The president and CEO of a company founded the same year classes were first held at S&T has donated $550,000 to provide more classroom space for today’s students.
Construction began in July on a new Classroom Learning Center at Missouri S&T. Robert M. Williams Jr., ME’74, president and CEO of St. Louis-based Williams Patent Crusher and Pulverizer Co., contributed $550,000 to the university in support of the project.
His gift will fund the learning center’s largest space, a 300-seat lecture hall, as well as a major area in the center’s main lobby.
The new Classroom Learning Center will add 15,900 square feet of space to the Computer Science Building. In addition to the 300-seat lecture hall, the learning center will include four 100-seat classrooms and three student learning commons.
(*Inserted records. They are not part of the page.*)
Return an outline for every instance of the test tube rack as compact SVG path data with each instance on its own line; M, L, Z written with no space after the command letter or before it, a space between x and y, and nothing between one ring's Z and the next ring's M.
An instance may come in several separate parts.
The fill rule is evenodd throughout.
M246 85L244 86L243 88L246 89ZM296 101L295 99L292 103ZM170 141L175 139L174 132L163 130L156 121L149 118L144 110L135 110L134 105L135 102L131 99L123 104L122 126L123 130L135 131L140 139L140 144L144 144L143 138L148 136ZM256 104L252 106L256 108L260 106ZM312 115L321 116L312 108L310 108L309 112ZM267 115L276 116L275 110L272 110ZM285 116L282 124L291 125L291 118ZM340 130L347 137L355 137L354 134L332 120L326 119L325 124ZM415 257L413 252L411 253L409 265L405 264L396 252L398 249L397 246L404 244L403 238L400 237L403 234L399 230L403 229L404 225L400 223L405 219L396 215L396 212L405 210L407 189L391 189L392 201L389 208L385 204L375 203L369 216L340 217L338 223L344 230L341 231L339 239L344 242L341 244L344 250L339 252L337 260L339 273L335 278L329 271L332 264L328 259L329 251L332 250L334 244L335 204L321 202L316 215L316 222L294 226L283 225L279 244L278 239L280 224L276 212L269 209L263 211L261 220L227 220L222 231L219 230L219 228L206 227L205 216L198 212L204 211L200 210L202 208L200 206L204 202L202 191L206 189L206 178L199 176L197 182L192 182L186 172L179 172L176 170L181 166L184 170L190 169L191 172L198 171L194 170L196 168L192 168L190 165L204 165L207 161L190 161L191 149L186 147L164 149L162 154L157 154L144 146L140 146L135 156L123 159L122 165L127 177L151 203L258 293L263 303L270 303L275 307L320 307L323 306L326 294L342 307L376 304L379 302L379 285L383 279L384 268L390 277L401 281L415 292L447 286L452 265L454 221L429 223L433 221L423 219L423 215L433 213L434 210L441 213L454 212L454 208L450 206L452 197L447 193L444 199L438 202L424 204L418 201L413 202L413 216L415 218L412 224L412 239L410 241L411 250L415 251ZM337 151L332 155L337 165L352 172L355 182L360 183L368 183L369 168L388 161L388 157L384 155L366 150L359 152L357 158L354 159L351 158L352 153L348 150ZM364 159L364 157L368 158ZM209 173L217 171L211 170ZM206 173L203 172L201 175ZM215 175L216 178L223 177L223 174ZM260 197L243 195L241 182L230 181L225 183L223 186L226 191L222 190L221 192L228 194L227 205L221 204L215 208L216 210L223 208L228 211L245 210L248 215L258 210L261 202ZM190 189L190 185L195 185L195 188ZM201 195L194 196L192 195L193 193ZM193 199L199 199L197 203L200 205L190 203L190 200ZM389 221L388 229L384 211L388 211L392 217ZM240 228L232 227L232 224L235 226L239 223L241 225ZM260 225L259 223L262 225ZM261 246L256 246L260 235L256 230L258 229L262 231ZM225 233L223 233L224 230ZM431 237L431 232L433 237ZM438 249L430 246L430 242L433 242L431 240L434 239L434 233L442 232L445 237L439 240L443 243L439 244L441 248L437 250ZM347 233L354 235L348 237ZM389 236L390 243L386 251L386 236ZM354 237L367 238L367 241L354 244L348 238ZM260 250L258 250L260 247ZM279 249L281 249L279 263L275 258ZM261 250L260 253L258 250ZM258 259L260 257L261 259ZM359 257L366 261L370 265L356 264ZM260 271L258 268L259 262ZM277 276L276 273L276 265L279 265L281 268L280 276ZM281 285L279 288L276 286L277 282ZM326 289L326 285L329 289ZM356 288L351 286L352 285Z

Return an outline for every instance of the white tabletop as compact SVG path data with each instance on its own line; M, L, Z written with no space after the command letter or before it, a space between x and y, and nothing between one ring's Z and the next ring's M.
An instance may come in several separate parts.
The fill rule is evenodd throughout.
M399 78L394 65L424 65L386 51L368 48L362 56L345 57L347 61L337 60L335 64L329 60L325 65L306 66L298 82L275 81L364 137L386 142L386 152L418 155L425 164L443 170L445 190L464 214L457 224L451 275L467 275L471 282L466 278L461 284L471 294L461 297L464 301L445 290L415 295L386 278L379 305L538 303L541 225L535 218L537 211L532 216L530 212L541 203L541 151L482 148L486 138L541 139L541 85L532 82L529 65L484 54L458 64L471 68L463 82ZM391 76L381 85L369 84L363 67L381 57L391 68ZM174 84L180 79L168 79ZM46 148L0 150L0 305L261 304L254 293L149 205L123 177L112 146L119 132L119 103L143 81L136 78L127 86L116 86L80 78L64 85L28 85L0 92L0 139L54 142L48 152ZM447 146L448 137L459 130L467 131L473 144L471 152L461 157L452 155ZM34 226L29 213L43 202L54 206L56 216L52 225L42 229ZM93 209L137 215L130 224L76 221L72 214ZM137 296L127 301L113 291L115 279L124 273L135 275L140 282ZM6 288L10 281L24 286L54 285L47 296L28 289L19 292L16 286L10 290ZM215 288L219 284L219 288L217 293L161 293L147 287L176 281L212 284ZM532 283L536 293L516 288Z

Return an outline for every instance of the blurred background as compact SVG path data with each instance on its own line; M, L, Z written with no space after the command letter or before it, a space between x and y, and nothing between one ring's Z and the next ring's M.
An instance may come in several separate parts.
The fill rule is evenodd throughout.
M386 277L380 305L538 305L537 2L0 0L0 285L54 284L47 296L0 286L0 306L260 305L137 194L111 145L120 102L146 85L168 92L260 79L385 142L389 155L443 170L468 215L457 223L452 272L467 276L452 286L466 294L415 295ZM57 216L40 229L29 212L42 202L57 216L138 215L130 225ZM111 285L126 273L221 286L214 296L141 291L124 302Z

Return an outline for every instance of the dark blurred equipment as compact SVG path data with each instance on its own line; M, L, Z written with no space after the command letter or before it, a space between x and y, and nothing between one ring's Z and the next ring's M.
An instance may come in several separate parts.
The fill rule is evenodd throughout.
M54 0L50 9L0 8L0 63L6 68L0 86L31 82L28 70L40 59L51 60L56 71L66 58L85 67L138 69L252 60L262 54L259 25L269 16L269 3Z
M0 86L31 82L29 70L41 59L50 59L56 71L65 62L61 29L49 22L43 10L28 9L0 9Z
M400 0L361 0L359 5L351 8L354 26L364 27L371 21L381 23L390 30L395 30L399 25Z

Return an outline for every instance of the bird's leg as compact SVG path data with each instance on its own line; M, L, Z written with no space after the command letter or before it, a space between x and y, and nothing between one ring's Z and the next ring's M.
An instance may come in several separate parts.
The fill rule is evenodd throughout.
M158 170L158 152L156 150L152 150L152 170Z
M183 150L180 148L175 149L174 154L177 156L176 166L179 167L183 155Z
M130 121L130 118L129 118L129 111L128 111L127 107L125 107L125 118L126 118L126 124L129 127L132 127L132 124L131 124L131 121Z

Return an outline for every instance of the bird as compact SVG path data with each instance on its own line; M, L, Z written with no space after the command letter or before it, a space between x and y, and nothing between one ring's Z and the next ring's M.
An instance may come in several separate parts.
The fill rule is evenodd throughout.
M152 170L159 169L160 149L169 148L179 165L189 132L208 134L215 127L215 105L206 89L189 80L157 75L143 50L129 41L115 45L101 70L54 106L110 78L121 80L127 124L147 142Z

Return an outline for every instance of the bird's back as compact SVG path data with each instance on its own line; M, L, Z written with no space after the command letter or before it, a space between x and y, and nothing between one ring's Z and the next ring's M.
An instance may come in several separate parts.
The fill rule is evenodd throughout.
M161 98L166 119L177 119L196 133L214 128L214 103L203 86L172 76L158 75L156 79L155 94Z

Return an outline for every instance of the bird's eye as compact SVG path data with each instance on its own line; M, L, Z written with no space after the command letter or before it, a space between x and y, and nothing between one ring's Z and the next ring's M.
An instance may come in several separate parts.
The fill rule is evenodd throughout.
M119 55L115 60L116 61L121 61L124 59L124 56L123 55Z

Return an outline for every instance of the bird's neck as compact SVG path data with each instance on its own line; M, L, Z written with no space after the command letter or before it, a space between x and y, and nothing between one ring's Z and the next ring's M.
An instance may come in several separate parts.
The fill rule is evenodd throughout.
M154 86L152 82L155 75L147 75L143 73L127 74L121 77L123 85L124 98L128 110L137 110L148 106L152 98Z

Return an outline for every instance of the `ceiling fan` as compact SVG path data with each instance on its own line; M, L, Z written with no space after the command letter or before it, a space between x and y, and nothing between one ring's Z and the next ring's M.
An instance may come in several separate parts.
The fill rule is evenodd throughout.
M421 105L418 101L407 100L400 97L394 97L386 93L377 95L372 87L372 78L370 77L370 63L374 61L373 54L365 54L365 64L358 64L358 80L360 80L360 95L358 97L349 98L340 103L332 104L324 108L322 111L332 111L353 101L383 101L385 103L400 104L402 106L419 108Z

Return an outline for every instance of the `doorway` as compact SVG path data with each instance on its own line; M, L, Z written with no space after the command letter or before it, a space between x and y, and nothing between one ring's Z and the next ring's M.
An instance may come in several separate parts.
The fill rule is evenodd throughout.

The lecture hall and main lobby space will be named in recognition of Williams and his family: wife Kathy, son Robert M. Williams III, who works for the family business in information technology, and daughter Ashley Williams, ChE’09, who is a project and design engineer for the company.
“It is important to give back to the university that provided me with a world-class education,” says Williams, a member of S&T’s Academy of Mechanical and Aerospace Engineers who received an award of professional distinction from S&T in 2007. “We owe it to students to better the world however we can.”
The new Classroom Learning Center is scheduled for completion by fall 2020. The $7.6 million project will be funded by private charitable contributions and university reserves.